Abstract

Concurrent autonomous cortisol secretion (ACS) in patients with primary aldosteronism (PA patients) is not uncommon. This work aimed to determine the effect of cortisol levels on incident new-onset type 2 diabetes mellitus (NODM) in PA patients. Using the prospectively designed observational TAIPAI cohort, the PA patients were grouped by cortisol level after an overnight low-dose dexamethasone suppression test (1-mg DST).

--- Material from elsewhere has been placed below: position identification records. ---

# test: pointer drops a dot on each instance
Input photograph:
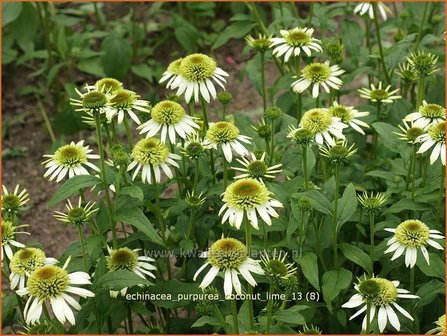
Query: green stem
(379, 41)
(235, 317)
(371, 238)
(305, 173)
(104, 178)
(335, 223)
(84, 252)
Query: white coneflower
(410, 133)
(13, 202)
(295, 41)
(91, 102)
(435, 136)
(367, 8)
(69, 159)
(349, 115)
(256, 168)
(171, 119)
(126, 259)
(196, 75)
(124, 102)
(322, 125)
(317, 74)
(248, 197)
(149, 155)
(427, 115)
(382, 295)
(24, 262)
(230, 256)
(171, 73)
(409, 236)
(9, 231)
(55, 285)
(228, 137)
(77, 215)
(378, 94)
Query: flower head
(76, 215)
(9, 231)
(69, 159)
(171, 119)
(294, 41)
(260, 43)
(410, 133)
(382, 294)
(13, 202)
(317, 74)
(424, 64)
(230, 256)
(256, 168)
(322, 125)
(196, 74)
(24, 262)
(409, 236)
(149, 155)
(171, 72)
(338, 153)
(228, 137)
(349, 115)
(435, 136)
(372, 202)
(367, 8)
(55, 285)
(379, 95)
(427, 115)
(248, 197)
(124, 102)
(126, 259)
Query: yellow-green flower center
(379, 94)
(47, 282)
(167, 112)
(342, 112)
(174, 66)
(432, 111)
(412, 233)
(197, 67)
(27, 260)
(317, 72)
(123, 99)
(70, 155)
(437, 132)
(150, 151)
(122, 258)
(227, 253)
(297, 37)
(316, 120)
(257, 168)
(108, 85)
(222, 132)
(246, 193)
(94, 100)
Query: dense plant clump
(191, 217)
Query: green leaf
(120, 279)
(135, 217)
(117, 56)
(236, 30)
(333, 283)
(309, 266)
(356, 255)
(10, 12)
(346, 205)
(72, 186)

Of the 476 PA patients, 387 (43.7% men; mean age 52.8 years) did not have baseline DM. After a mean follow-up of 4.3 ± 2.9 years, 32 patients (8.3%) developed NODM. The cutoff value obtained via a generalized additive model showed that a serum cortisol level ≥ 2.65 µg/dL after 1-mg DST was a risk factor for developing NODM (HR, 3.5, p = 0.031) by Cox proportional- hazards model.. In PA patients with a higher body mass index (>25 kg/m2; HR, 3.16), lower estimated glomerular filtration rate (<90 ml/min/1.73 m2; HR, 3.18), longer hypertension duration (>7 years; HR, 3.34), and higher waist-to-hip ratio (>0.9; HR, 3.07), a concomitant cortisol level ≥ 2.65 μg/dL after 1-mg DST were more likely to develop NODM. The high-cortisol group of patients with aldosterone-producing adenoma (APA) using mineralocorticoid receptor antagonist (MRA) was associated with an increased risk of NODM (HR, 5.72). Our results showed that PA patients with a concomitant cortisol level ≥ 2.65 µg/dL after 1-mg DST, independent of the aldosterone level, had a higher incidence of NODM. Such PA patients should be carefully evaluated and managed to achieve better glucose control and prevent metabolic syndrome.